In response to a friend’s posting on Facebook a few days ago, I glibly stated that Talking Heads were one of my top 3 bands of all time. When I stopped to think about this, I realised that in fact I did not actually have a top 3 or a top 10 that I had rationally thought about. I therefore sat down and thought about it, and surprisingly Talking Heads actually were in my top 3. However, the top 10 consisted of about 15 different artists and bands, and I began to think that it was a pretty futile exercise. What does it matter who I think rate high enough in my opinion, and would the list be the same if I repeated the exercise in 6 months time?

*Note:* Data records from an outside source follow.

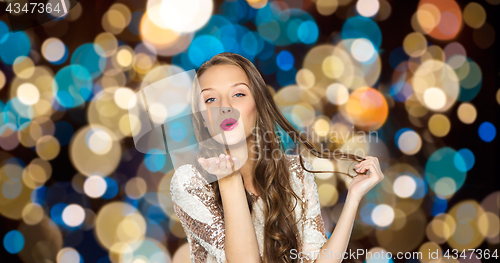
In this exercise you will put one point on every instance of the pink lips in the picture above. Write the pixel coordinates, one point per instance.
(228, 124)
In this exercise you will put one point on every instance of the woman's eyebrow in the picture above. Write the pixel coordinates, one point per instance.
(232, 86)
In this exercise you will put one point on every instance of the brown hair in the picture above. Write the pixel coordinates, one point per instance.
(271, 172)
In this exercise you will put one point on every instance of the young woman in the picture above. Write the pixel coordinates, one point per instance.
(250, 212)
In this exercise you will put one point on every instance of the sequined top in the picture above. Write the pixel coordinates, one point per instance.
(203, 219)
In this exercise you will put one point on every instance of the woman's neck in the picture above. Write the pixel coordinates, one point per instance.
(246, 152)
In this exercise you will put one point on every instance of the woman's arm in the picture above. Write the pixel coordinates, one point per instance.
(241, 240)
(336, 245)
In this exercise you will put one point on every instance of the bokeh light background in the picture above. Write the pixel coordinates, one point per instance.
(416, 77)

This got me thinking again about a posting I made on the 19th June, in which I talked about what I called the “teenage hotspot”, that is the period in your teens and early twenties that are your most defining years in the music that you like. A good proportion of my top 10 (/15) were from the late sixties and seventies, my intense musical years, although I am happy to say there were some entries from subsequent decades. One thing I did realise was that all my favourites had produced a substantial body of work, and because of this they had maintained my interest over the subsequent years. I wonder if people from later generations of music lovers will maintain a stable top 10, or if it will be much more subject to change. I say this because careers in popular music tend to be much shorter nowadays, and so there can often be a much narrower band of work, making the appeal more transitory.
You will notice that I have not actually included a list of my favourites because I feel it is unimportant. Mentally compiling a list helps you understand what you like and why, but the contents of it are actually irrelevant to other people.